Even though the fire event was small, in terms of physical ‘damage’ to buildings and the time it took to control the fire, the ‘damage’ to the operations of the University, due to the location of the fire, was significant. At UQAM, ‘downtime’ where no services were available, was limited to 1.5 days, and the total time impacted was four weeks. UQAM is fortunate to be located within a larger organisation that is so heavily dependent on IT services, and which was able to implement the recovery so speedily.
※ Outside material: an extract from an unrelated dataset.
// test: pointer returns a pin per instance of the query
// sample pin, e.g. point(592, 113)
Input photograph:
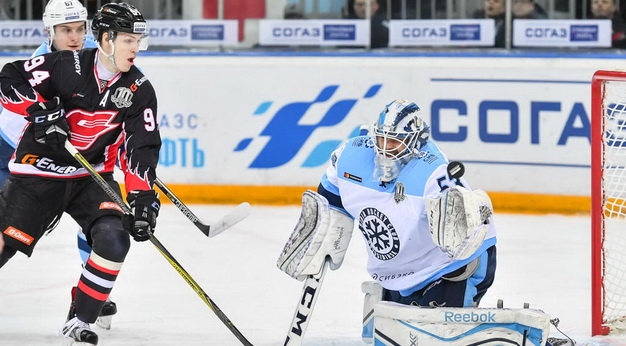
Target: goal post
point(608, 202)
Recently, I was researching early Collection records, which are held in the University’s Archives. As I leafed through the well-worn manila folders, I was struck with the thought that they also trace the history of hard-copy record keeping – handwritten flourishes in rich blue ink – the slick lines of a Biro indicating that I’ve reached the 1960s – smudged carbon copies of typed correspondence on delicate sheets of pink and blue tissue – yellow telegrams – Roneo-printed agendas and minutes – and fading faxes on thin, shiny paper. These records were created with the technologies available at the time, and have specific preservation requirements. Digital technologies continue to exponentially expand the capacity and speed with which we conduct our work, with the technology changing at a rapid rate. This highlights the need for regular revision of the processes available to create, manage and preserve our work.
By Kath Kerswell
Presented at the 2012 ARC Conference
———-
Endnotes
1. Homer is running Red Hat Enterprise Linux 5, which is an operating system, much like Windows or OS X, and the software for the CMS is KE Emu.
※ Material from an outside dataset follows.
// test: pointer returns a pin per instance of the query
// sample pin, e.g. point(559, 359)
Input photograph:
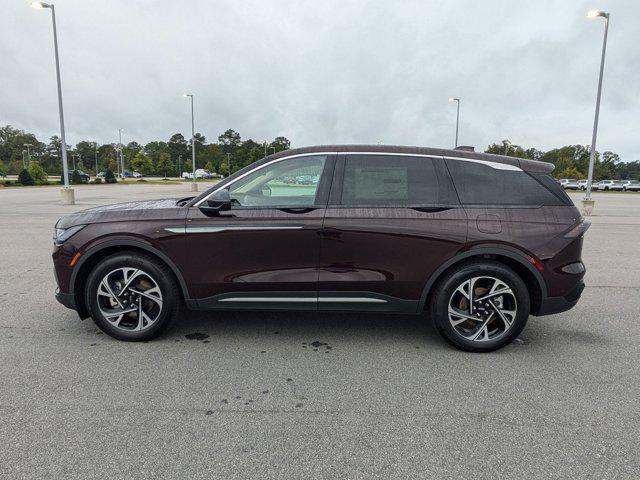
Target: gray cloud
point(326, 72)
2. Note from Christian Unger, ITS, clarifies that the issue here is that physical systems (just like the physical hosts that make up the VM Cluster) require physical hardware, which was damaged in the fire. Because Homer is a single instance, complexity arises. Previously UQAM had two servers hosting the CMS (named Odyssey and Illiad) and thus had spare capacity and in this event would have probably resulted in only a one hour outage. Due to the fact that Homer is unique, failover was not possible and, had it been physical, it would have been slower due to ITS needing to obtain a server and deploy it. The advantage of Homer being virtual is that it could be brought online on spare capacity in the VM Cluster. Had the VM Cluster been wiped out (i.e.: no redundancy in another data center, or insufficient capacity in the redundant part of the cluster), obtaining replacement physical hosts would have been the issue. Thus, in this regard VMs are more flexible because, as long as there is some capacity, it can be put on that capacity. By contrast, a physical host, if there no partner already in place, needs to be obtained and installed. Had there not been capacity for a VM, lack of physical hosts would have remained the constraint.
3. Note from Tim Cridland, ITS, explains that ‘under CMS recovery, what we found with the version 4 vs version 3 hardware was that the LTO4 tape drives would only sometimes read correctly from LTO3 format tapes. There is some backwards compatibility, but the revelation was that the backwards compatibility is not perfect, and there were some instances where the chance of being able to restore from a tape depended on exactly how it was written. In particular what we found was that if an LTO3 tape was last written to by an LTO4 drive, the recovery almost always worked from an LTO4 drive.’